Dynamic Expert Quantization for Scalable Mixture-of-Experts Inference
Kexin Chu, Dawei Xiang, Zixu Shen, Yiwei Yang, Zecheng Liu, Wei Zhang
TL;DR
MoE models suffer from enormous memory footprints because all experts must reside in GPU memory, which hampers deployment on consumer GPUs. The paper introduces DynaExq, a runtime system that treats expert precision as a dynamic resource, combining a hotness-aware precision controller, an asynchronous expert-swapping pipeline, and a fragmentation-free memory pool to operate within per-layer $M_{HBM}$ budgets. It uses EMA-based activation statistics $S_i^{(t)}$ and a threshold $\tau_h$ to promote or demote experts, enabling non-blocking transitions and continuous inference. Across Qwen3-30B and Qwen3-80B on RTX-5090 and A6000, DynaExq achieves up to 4.03 percentage-point accuracy gains over static low-bit baselines while maintaining competitive latency, illustrating that adaptive, workload-aware quantization is effective for memory-constrained MoE serving on single GPUs.
Abstract
Mixture-of-Experts (MoE) models scale LLM capacity efficiently, but deployment on consumer GPUs is limited by the large memory footprint of inactive experts. Static post-training quantization reduces storage costs but cannot adapt to shifting activation patterns, causing accuracy loss under aggressive compression. So we present DynaExq, a runtime system that treats expert precision as a first-class, dynamically managed resource.
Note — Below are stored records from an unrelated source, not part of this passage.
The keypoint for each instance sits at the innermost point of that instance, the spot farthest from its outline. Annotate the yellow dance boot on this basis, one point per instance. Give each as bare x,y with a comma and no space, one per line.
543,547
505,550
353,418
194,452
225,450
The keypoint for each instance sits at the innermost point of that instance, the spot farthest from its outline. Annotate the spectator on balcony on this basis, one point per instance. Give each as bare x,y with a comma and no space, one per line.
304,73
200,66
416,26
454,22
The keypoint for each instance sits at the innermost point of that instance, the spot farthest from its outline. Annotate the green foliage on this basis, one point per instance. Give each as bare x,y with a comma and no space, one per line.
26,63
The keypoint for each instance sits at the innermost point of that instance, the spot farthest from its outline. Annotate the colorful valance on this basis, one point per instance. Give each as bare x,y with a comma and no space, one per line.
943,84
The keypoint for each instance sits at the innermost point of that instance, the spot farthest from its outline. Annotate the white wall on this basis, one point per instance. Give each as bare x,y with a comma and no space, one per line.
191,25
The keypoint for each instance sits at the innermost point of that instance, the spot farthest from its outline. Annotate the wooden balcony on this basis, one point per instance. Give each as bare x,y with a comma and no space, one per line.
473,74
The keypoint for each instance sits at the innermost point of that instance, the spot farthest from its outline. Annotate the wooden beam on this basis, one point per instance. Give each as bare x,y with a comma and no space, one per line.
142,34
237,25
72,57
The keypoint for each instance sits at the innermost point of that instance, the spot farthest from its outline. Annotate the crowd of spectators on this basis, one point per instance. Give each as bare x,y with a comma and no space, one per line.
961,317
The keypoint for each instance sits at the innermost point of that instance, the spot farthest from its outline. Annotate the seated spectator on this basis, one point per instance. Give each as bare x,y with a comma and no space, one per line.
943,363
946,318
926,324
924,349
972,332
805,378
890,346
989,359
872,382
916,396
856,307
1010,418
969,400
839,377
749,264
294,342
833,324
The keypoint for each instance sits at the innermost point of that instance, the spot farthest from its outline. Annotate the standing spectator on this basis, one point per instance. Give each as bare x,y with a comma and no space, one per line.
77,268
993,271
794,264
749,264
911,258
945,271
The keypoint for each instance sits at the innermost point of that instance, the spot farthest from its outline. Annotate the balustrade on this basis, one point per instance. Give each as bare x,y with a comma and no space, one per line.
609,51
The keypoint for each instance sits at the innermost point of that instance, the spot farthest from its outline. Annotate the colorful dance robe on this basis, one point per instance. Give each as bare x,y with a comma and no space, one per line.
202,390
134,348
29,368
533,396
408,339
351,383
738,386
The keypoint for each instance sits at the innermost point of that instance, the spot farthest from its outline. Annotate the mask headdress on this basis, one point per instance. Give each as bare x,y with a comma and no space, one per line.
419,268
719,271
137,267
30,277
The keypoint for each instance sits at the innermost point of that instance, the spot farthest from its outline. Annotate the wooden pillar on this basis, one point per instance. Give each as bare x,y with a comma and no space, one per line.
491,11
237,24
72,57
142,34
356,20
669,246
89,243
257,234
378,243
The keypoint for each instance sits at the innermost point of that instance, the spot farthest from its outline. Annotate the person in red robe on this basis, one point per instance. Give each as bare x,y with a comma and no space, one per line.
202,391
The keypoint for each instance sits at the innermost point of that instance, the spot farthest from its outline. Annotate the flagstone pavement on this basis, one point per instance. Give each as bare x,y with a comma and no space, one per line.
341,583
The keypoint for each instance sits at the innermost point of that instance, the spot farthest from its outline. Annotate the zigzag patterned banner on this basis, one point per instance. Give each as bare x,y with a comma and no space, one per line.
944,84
DynaExq combines (1) a hotness-aware precision controller that continuously aligns expert bit-widths with long-term activation statistics, (2) a fully asynchronous precision-switching pipeline that overlaps promotion and demotion with MoE computation, and (3) a fragmentation-free memory pooling mechanism that supports hybrid-precision experts with deterministic allocation. Together, these components enable stable, non-blocking precision transitions under strict HBM budgets. Across Qwen3-30B and Qwen3-80B MoE models and six representative benchmarks, DynaExq deploys large LLMs on single RTX 5090 and A6000 GPUs and improves accuracy by up to 4.03 points over static low-precision baselines. The results show that adaptive, workload-aware quantization is an effective strategy for memory-constrained MoE serving.